Ce langage a notamment été utilisé pour les systèmes de l'Airbus 380 ou encore le Boeing 787 au niveau de l'aviation. On retrouve aussi Ada dans le ferroviaire, par exemple dans les TGV de la SNCF ou encore… dans le métro de Paris !

Comme vous pouvez le voir, Ada est bel et bien présent autour de nous dans la vie de tous les jours sans que nous nous en rendions forcément compte !

Manque de popularité

C'est ce qui – je pense – fait le plus d'ombre au langage. Ce problème est en fait dû par un lot de circonstances, parmi lesquelles :

  • Les premiers compilateurs Ada coûtaient très cher et étaient à destination de machines puissantes ce qui fait qu'il était très compliqué pour un particulier de pouvoir développer dans ce langage à cause de ces restrictions.
  • Ada a été créé pour le domaine militaire à la base. De ce fait, certains programmeurs n'ont pas hésité à boycotter le langage de par sa provenance et de l'utilisation qu'il en était faite (des pacifistes aux « hippies » principalement).
  • Le manque de ressources est un réel frein pour encourager des personnes à apprendre ce langage. En effet, les écrits qu'ils soient sur Internet ou sur papier semble dater d'assez longtemps (années 2000 pour la plupart). Cependant, pour motiver les éditeurs à publier de nouveaux livres pour Ada il faudrait une demande importante, mais cette demande est limitée en partie par le manque de ressources ; on tourne un peu en rond.
  • Il n'existe pas d'application libre programmée en Ada et ayant connu une popularité suffisante pour motiver les programmeurs à s'essayer à ce langage. De plus le support de Windows a souvent été négligé ce qui a pu rebuter pas mal de potentiels nouveaux utilisateurs du langage.

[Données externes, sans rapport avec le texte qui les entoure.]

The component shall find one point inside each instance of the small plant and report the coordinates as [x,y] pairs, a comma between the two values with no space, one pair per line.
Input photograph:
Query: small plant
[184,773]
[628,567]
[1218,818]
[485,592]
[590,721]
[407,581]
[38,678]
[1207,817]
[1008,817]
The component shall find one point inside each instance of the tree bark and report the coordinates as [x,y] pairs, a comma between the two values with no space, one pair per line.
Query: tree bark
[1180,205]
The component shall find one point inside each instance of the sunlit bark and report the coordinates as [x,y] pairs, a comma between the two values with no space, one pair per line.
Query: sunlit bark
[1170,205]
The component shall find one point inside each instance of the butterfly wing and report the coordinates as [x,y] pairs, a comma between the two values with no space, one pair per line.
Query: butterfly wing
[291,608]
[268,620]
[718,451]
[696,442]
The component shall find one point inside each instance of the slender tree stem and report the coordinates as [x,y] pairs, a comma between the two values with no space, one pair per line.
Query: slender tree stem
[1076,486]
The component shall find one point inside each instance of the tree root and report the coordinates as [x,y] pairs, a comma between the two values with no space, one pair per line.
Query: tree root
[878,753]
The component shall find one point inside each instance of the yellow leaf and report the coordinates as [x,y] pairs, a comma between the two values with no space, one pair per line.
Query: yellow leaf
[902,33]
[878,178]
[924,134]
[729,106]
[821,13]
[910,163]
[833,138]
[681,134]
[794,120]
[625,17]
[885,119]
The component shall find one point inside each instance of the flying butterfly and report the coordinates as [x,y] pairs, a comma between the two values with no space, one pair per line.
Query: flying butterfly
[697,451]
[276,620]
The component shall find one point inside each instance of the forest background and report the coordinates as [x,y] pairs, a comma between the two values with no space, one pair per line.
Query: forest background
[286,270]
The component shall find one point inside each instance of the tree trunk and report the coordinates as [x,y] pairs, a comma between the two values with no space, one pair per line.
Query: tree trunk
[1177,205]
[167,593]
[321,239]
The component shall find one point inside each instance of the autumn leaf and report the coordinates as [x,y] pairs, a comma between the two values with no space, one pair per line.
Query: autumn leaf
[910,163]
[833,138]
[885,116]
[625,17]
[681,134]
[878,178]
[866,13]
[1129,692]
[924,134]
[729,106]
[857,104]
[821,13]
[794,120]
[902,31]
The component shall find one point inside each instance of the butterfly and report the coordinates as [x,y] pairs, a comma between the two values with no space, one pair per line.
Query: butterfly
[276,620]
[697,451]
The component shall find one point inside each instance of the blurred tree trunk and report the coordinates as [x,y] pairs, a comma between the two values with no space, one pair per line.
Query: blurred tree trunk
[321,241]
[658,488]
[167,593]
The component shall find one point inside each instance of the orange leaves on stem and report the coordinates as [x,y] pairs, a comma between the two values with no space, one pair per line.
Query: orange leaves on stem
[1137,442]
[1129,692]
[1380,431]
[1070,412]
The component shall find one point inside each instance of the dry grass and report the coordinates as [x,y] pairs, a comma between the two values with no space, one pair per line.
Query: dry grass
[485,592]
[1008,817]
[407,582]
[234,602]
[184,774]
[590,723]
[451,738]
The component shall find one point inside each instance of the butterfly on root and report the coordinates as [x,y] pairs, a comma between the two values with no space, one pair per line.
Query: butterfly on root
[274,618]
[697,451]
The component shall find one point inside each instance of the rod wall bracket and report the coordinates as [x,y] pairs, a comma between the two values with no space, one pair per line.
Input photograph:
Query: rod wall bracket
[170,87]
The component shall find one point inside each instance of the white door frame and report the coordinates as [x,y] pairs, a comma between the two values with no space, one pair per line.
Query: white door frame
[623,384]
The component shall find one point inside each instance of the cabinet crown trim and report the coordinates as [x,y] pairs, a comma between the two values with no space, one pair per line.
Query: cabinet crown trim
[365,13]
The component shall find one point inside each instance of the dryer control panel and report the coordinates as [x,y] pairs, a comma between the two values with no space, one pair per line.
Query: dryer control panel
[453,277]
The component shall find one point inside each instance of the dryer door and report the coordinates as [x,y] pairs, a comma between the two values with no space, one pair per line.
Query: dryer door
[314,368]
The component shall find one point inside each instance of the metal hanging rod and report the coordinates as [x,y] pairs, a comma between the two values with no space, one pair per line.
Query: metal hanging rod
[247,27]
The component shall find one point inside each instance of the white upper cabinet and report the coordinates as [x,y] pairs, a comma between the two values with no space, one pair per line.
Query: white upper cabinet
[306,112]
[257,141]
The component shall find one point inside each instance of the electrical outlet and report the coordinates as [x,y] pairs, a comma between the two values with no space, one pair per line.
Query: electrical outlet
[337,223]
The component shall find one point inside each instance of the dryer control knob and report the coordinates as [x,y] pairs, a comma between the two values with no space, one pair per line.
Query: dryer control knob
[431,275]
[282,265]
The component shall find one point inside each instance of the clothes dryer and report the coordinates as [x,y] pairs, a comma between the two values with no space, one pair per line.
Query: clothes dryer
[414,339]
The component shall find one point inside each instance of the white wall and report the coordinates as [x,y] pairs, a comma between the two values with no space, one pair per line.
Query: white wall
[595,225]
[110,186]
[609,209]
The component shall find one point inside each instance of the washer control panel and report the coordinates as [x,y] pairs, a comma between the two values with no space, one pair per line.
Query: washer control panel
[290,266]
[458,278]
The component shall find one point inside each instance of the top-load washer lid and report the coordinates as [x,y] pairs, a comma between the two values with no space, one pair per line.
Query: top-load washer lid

Comme vous pouvez le constater assez facilement, le fait que le langage ne soit pas l'un des plus populaires lui ternit son image récursivement de ce fait. Par exemple, les portages de bibliothèques populaires vers le langage Ada se font assez rares de par le manque de personnes compétentes pour effectuer et surtout maintenir ce portage.

Comment programmer en Ada ?

Trouver des cours

Les ressources concernant Ada sont assez rares par rapport à ce que l'on peut trouver sur les langages C ou C++. Néanmoins, un cours intéressant au format PDF, en français et rédigé pour l'UIT d'Aix-En-Provence est disponible sur Developpez. On trouve également d'autres cours mais la plupart son en anglais, comme le tutoriel Lovelace ou cet autre tutoriel sur Wikibooks.

Trouver des outils

GNAT est un compilateur libre (GNU GPL) faisant partie de la fameuse suite GCC. Il permet de compiler des sources Ada en exécutables, cependant si vous êtes un adepte des IDE alors vous pourriez être intéressé par GPS, l'IDE développé par ceux qui maintiennent actuellement Ada.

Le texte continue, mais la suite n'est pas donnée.